Uncovering a few SIGSEGVs in binutils' BFD and GLIBC



Introduction

A few years ago I released an ELF file format fuzzer, Melkor, and recently just came up with the idea to fuzz the parsers in binutils’ BFD library, through ld at the linking phase, and the parsers and loader(s) in GLIBC to see if there could be something interesting.

To continue reading, all the scripts, output and analysis can be downloaded from here:


Preamble

Before running we need to walk; that said, we need to see the different scenarios where ELF files take places when building an executable.

As explained in [1], when you type gcc foo.c -o foo, gcc only performs the preprocessing and compilation, and later on it acts a wrapper that launches the programs in charge of the subsequent phases: assembly and linking, achieved by the GNU assembler (as) and the GNU linker (ld) respectively, and both part of GNU binutils. In the end, at the linking phase, ELF files, particularly object files (.o) and shared objects (.so) (the blue rectangle in the following picture) are linked altogether to create the final outcome: an ELF executable.


 

Having understood that, two targets to test fuzzed ELF files would be:
  • At the linking phase: the linker (ld), which in turn uses the BFD library internally.

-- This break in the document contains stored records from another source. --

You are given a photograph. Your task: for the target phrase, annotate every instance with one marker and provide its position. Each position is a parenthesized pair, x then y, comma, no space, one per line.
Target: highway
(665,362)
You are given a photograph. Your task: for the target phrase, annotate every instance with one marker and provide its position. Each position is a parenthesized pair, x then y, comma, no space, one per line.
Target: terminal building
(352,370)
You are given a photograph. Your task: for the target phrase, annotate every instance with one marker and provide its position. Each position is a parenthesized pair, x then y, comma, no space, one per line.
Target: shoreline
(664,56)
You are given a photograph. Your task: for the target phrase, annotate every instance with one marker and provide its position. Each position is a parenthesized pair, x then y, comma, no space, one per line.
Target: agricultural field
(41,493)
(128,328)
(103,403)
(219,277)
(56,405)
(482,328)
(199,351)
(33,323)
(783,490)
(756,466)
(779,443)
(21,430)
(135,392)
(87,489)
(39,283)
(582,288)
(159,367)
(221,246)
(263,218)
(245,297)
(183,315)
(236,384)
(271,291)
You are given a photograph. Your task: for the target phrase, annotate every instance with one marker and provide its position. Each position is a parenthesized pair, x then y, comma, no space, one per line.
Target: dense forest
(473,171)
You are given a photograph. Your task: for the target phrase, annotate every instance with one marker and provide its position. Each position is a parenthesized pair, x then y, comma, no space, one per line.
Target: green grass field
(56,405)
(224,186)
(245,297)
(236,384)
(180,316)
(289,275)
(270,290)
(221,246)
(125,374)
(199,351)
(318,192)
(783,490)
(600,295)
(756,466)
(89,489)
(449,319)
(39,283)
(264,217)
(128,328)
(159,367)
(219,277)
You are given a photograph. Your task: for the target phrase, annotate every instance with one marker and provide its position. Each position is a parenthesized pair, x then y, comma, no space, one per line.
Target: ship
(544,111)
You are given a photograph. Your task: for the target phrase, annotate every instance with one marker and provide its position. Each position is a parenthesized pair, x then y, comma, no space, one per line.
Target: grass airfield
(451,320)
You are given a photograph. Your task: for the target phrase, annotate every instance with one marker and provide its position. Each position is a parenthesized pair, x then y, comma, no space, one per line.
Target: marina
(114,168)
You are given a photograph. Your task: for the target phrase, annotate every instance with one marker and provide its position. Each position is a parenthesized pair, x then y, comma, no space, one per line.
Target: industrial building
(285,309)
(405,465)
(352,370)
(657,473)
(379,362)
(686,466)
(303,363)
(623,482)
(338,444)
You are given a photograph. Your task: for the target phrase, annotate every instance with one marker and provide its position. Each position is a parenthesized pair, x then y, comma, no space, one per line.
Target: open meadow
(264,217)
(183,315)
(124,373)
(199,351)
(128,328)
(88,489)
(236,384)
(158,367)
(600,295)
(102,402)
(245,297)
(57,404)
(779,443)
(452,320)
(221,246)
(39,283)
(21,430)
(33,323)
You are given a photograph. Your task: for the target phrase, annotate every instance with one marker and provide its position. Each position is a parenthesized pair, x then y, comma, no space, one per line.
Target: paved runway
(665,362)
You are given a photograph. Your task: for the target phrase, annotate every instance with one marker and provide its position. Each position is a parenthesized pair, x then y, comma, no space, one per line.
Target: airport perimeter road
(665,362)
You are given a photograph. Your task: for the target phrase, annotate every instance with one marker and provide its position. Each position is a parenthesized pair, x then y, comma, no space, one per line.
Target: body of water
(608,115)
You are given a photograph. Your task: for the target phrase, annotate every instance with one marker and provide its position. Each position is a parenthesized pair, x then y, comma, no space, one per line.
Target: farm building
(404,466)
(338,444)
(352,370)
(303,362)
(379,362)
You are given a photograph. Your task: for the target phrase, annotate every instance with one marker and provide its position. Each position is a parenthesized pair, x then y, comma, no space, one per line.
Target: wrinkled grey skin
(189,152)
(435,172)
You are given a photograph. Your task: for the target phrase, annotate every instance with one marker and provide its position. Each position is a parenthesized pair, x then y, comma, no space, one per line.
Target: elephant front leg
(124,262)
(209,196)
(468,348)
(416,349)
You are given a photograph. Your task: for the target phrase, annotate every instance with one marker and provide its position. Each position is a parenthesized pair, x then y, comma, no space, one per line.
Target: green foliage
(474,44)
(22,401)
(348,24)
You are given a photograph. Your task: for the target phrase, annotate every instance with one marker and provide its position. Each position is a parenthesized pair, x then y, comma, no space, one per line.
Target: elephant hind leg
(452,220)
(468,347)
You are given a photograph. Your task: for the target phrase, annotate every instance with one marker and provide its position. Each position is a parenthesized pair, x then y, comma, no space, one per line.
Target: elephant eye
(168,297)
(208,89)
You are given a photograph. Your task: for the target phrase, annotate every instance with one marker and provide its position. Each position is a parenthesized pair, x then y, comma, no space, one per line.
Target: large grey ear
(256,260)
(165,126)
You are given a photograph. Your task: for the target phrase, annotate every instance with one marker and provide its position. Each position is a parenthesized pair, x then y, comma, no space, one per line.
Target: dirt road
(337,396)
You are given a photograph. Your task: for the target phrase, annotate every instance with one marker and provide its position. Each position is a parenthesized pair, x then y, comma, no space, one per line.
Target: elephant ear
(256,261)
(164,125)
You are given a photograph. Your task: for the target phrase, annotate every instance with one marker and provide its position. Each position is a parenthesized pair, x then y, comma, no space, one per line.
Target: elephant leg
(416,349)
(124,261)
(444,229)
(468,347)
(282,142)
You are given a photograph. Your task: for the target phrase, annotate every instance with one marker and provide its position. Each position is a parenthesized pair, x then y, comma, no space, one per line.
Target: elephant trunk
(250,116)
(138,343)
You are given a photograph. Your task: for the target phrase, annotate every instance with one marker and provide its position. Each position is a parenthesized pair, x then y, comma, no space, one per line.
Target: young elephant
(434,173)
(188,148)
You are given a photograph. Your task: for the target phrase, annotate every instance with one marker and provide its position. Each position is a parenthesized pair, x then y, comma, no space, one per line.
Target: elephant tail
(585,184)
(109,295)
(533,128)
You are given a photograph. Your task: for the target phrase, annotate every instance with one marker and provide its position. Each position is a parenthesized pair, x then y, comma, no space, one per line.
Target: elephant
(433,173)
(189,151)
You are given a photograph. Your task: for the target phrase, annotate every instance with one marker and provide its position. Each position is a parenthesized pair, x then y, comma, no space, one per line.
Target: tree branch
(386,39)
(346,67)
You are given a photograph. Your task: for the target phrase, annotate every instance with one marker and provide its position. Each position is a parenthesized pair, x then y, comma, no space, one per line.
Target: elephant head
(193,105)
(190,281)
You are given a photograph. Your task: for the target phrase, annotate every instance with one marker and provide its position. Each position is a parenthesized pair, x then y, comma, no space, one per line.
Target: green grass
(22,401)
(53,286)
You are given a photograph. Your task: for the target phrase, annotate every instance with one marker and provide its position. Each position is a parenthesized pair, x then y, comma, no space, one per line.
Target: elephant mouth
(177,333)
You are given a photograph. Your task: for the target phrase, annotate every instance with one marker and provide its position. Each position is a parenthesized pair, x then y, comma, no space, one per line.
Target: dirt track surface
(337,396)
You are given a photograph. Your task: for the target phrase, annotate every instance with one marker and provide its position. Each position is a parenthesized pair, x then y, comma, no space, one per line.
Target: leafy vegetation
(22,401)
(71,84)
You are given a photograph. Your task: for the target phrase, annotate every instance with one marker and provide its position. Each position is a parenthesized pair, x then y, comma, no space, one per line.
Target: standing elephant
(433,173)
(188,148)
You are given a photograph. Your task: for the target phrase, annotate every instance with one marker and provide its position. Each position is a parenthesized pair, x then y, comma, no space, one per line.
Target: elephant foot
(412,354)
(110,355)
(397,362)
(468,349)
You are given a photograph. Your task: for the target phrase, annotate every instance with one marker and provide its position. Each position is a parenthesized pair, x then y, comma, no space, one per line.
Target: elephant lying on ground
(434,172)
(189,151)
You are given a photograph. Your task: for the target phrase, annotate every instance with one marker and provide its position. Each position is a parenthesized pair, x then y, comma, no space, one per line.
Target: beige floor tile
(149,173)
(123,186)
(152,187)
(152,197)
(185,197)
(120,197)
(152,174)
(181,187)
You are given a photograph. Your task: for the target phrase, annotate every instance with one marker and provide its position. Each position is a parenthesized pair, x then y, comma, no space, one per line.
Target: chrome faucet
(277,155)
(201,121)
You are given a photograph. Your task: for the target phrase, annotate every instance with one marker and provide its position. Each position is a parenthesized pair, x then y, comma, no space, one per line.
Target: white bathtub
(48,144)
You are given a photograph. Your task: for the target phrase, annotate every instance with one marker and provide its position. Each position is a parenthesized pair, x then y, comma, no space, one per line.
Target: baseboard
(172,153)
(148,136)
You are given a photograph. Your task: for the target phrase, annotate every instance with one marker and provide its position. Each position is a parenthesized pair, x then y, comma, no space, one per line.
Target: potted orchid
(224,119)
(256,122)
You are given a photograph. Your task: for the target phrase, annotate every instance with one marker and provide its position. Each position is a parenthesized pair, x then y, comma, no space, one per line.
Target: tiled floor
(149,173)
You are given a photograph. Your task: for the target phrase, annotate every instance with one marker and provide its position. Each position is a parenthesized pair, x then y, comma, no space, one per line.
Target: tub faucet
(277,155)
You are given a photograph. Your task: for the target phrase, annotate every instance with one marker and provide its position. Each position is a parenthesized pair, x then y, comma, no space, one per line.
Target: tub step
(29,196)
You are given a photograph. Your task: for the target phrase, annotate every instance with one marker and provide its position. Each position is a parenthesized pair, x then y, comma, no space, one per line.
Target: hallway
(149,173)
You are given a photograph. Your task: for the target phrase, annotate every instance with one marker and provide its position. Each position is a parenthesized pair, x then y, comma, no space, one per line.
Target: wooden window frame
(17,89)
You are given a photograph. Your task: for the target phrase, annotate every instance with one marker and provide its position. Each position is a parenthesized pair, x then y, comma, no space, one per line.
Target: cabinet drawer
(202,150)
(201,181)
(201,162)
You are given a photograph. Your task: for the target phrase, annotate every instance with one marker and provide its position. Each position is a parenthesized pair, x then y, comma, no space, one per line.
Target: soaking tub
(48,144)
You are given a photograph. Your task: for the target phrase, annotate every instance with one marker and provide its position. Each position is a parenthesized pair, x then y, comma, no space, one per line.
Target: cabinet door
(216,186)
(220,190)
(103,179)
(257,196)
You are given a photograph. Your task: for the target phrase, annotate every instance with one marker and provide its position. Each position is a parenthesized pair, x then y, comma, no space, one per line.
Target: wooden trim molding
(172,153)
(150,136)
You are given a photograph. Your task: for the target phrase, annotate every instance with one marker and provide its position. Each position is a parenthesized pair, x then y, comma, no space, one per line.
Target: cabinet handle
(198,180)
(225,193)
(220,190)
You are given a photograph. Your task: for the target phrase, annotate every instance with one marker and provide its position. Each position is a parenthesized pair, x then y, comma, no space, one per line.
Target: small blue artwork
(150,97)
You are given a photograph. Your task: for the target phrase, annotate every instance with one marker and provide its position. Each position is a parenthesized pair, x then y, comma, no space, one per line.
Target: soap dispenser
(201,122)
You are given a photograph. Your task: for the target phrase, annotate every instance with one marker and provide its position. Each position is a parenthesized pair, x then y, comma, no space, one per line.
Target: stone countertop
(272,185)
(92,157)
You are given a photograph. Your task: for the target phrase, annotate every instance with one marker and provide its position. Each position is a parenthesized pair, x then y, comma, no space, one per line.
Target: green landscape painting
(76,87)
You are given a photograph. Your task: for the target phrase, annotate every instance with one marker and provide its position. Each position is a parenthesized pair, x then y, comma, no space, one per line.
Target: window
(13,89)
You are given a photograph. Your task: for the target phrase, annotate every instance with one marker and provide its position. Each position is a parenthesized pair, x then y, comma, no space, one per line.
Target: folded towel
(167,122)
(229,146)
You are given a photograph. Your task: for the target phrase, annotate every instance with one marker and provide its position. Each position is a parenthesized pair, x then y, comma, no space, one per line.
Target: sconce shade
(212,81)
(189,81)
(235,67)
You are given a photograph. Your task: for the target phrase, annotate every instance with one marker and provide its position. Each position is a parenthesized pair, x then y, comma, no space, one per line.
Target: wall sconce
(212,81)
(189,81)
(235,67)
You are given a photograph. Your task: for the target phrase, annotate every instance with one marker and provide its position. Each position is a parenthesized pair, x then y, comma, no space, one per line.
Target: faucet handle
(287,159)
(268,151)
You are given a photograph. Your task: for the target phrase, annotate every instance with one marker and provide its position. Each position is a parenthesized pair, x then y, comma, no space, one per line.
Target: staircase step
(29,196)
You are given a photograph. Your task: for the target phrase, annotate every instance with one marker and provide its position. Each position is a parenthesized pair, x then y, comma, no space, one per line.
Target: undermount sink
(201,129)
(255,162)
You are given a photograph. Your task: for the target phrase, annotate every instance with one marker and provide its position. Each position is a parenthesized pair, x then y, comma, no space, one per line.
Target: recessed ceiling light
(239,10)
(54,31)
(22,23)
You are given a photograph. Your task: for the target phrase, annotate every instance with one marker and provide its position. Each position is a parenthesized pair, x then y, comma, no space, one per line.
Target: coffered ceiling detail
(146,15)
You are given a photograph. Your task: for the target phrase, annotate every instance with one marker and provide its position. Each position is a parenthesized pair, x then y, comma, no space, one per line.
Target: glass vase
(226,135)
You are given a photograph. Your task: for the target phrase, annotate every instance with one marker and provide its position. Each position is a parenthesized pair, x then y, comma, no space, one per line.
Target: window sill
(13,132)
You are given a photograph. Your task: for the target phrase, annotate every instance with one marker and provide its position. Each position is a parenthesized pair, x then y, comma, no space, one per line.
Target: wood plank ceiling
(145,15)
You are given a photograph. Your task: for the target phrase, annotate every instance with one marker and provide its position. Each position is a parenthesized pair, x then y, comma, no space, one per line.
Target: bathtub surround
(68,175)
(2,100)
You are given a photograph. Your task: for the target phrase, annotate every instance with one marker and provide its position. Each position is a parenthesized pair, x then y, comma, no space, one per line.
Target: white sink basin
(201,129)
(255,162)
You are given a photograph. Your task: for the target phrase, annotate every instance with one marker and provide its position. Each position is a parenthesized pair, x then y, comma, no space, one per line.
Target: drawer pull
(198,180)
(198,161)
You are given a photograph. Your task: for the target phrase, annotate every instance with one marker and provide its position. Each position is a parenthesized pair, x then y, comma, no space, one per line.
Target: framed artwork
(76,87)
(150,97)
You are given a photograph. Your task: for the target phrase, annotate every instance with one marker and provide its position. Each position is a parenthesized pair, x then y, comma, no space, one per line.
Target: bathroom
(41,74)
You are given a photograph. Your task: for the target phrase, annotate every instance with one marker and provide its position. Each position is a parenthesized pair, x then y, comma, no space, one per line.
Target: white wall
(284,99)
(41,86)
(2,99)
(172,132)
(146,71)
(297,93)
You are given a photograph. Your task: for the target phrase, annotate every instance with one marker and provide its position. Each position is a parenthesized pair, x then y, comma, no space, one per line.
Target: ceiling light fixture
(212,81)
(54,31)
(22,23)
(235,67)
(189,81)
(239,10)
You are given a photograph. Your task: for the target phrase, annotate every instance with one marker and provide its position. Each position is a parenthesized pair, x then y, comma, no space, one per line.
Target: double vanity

BFD stands for “Binary File Descriptor” and is the main mechanism for the portable manipulation of object files in a variety of formats. As of 2003, it supports approximately 50 file formats for some 25 instruction set architectures. [3]
  • At runtime: those executable files that were successfully created with malformed ELF objects and dynamic objects, will be executed to see how GLIBC’s runtime linker (aka dynamic linker or dynamic loader) parses and loads it in memory prior its execution.


Environment

Full details at:

OS:
nitr0us@bukowski:~$ uname -a
Linux bukowski 4.4.0-31-generic #50-Ubuntu SMP Wed Jul 13 00:07:12 UTC 2016 x86_64 x86_64 x86_64 GNU/Linux

Versions installed:

  • gcc 6.3.0
  • binutils 2.27
  • glibc 2.23

Binutils was compiled and installed through the usual configure, make, make install. The following CFLAGS were used for debugging.
nitr0us@bukowski:~/binutils-2.27$ ./configure CFLAGS='-ggdb -fno-stack-protector'

GLIBC’s debug symbols and sources installed through apt-get:
nitr0us@bukowski:~$ sudo apt-get install libc6-dbg
Reading package lists... Done
Building dependency tree
Reading state information... Done
The following packages will be upgraded:
  libc-dev-bin libc6 libc6-dbg libc6-dev

nitr0us@bukowski:~$ sudo apt-get source libc6

Verifying the symbols and sources are configured correctly with gdb:
nitr0us@bukowski:~$ gdb -q /lib/x86_64-linux-gnu/libc-2.23.so
Reading symbols from /lib/x86_64-linux-gnu/libc-2.23.so...Reading symbols from /usr/lib/debug//lib/x86_64-linux-gnu/libc-2.23.so...done.
done.
(gdb) info sources
Source files for which symbols have been read in:

Source files for which symbols will be read in on demand:

/build/glibc-t3gR2i/glibc-2.23/elf/interp.c, /build/glibc-t3gR2i/glibc-2.23/elf/sofini.c, /build/glibc-t3gR2i/glibc-2.23/elf/../sysdeps/unix/sysv/linux/dl-vdso.c,
...
(gdb) set substitute-path /build/glibc-t3gR2i/ /home/nitr0us/
(gdb) info line __stack_chk_fail
Line 28 of "stack_chk_fail.c" starts at address 0x118500 <__stack_chk_fail> and ends at 0x118507 <__stack_chk_fail>.
(gdb) list __stack_chk_fail
23
24      void
25      __attribute__ ((noreturn))
26      __stack_chk_fail (void)
27      {
28        __fortify_fail ("stack smashing detected");
29      }


Test cases (aka fuzzing ELF files)

Full details at:

Depending upon the file type, different internal metadata was fuzzed with the following script, which takes a normal ELF file and creates 500 test cases, with different fuzzing aggressiveness:

#!/bin/sh

m=H # metadata to fuzz

for x in foo_standalone.o foo.o libfoo.o libfoo.so
do
        for n in $@
        do
                ./melkor -${m} templates/$x -l $n -n 500 -q
                sleep 1
                mv orcs_${x} orcs_${x}_${m}${n}
                sleep 1
        done
done

All the created orcs (malformed ELFs) are provided in the orcs_execs_scripts.tgz file at:


Finding SIGSEGVs

Full details at:

- BFD
Once the corrupted files were created, it’s time to link them through ld to finally test the parsers in BFD. To do it in an automated fashion, a small bash script was used. Also provided at the link at the beginning of the article.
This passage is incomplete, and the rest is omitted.